Надо полагать, на посетителей картина должна была производить душераздирающее впечатление. Скорее всего, им следовало тут же каяться во всех грехах.
– Вероятно, один из клиентов вашего ведомства? – спросил Монтейн, указывая на картину.
Начальник коллегии не обернулся.
– Сильная картина, не правда ли? – проговорил он. – Нет, это не клиент. Это основатель коллегии Сайф Кет Тахрайль.
– Казнен на эшафоте? – слегка удивился Монтейн.
– По приговору за измену в пользу Великого царства Махрийского. На самом деле – за нарушение кодекса Арафской дуэли.
Ага, господин начальник ОТК изволит с ходу открывать государственные тайны первому попавшему к нему в кабинет наглому щенку? Похоже, начинается отеческое увещевание случайно узнавшего государственный секрет мальчишки.
– Я слыхал об Арафской дуэли, ваше превосходительство. Но ведь это легенда.

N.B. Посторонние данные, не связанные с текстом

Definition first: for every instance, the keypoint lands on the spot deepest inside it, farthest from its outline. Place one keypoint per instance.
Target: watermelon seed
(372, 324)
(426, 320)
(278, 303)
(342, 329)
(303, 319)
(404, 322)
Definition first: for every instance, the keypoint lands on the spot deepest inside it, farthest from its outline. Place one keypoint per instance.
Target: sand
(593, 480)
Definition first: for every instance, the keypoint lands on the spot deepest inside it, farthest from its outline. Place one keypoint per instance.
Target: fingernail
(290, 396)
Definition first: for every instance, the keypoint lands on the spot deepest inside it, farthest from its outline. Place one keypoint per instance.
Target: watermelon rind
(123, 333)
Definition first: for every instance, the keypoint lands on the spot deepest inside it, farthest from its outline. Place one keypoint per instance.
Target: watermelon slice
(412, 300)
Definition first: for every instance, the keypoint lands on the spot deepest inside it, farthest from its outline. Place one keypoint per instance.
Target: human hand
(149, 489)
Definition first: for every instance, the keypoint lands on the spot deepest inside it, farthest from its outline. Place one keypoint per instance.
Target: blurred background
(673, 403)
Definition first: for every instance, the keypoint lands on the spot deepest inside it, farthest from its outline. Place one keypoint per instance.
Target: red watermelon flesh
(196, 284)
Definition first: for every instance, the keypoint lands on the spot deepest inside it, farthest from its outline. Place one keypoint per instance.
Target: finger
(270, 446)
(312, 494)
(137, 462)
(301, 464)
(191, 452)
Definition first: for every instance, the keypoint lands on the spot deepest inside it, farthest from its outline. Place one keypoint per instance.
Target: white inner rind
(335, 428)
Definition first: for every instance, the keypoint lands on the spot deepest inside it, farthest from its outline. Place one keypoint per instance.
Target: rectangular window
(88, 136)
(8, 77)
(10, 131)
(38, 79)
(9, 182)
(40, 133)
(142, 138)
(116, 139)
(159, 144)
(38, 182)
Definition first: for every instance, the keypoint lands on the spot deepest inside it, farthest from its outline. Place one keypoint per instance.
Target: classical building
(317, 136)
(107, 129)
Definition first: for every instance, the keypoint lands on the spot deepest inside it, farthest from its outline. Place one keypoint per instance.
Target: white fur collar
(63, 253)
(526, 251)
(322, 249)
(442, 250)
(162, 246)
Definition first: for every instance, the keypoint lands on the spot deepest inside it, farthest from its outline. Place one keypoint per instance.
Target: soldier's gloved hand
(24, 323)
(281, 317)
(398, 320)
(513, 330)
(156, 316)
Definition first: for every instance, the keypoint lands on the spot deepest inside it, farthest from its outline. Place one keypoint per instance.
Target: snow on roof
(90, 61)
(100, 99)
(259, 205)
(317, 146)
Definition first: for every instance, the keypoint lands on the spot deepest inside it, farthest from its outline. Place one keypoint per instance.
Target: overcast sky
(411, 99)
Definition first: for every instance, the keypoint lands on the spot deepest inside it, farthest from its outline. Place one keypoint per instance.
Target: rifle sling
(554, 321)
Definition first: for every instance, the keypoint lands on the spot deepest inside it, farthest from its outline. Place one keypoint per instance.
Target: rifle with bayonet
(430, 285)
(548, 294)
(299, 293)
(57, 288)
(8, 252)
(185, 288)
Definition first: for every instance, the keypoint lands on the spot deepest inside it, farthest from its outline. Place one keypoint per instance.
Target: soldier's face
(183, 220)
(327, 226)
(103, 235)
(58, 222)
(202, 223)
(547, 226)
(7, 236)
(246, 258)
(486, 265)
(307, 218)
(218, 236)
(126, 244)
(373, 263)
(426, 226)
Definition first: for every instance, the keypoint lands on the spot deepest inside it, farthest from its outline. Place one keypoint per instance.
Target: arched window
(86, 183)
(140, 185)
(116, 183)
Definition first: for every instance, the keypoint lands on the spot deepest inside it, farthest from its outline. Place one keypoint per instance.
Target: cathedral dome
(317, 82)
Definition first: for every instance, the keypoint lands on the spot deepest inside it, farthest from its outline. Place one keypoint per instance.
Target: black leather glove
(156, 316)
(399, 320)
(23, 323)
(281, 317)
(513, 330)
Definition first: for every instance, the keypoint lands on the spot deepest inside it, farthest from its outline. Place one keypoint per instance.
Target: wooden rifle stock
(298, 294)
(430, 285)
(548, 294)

– Да уж такая легенда, что эта дуэль у меня уже в печенках сидит… – заметил начальник ОТК. – Арафская дуэль – головная боль моей коллегии. Вы ведь не знаете, что пятерых бойцов для дуэли выставляет именно ОТК? Коллегия махом лишается пятерых самых лучших своих офицеров.
Его превосходительство, видимо, не собирался тратить свое драгоценное время даром и решил сразу расставить точки над всеми нужными буквами.
– Именно пятерых? – удивился Монтейн. – Всегда пятерых?
– Именно и всегда, – ответил его превосходительство. – Остальных пятерых подбирают по всей Империи. Шансы уцелеть и не получить тяжких увечий во время дуэли весьма невелики. Зато и приз достойный: уцелевший становится Хозяином Арафы.
– Ах да. – Монтейн даже хлопнул себя по лбу, так расстроила его собственная непонятливость. – Я совсем забыл.
– По сути, это не дуэль, а кровавое жертвоприношение, имеющее очень давнюю традицию.
– Жертвоприношение – в наше время? – поразился Монтейн.
– В наше, – жестко сказал начальник. – И вот когда вы, юноша, сядете на мое место и повидаете с мое, тогда я позволю вам рассуждать о нашем просвещенном времени. А пока извольте молчать. Я, между прочим, посвящаю вас в одну из государственных тайн.
«А я здесь при чем?»
– Стоит ли, ваше превосходительство? – быстро спросил Монтейн.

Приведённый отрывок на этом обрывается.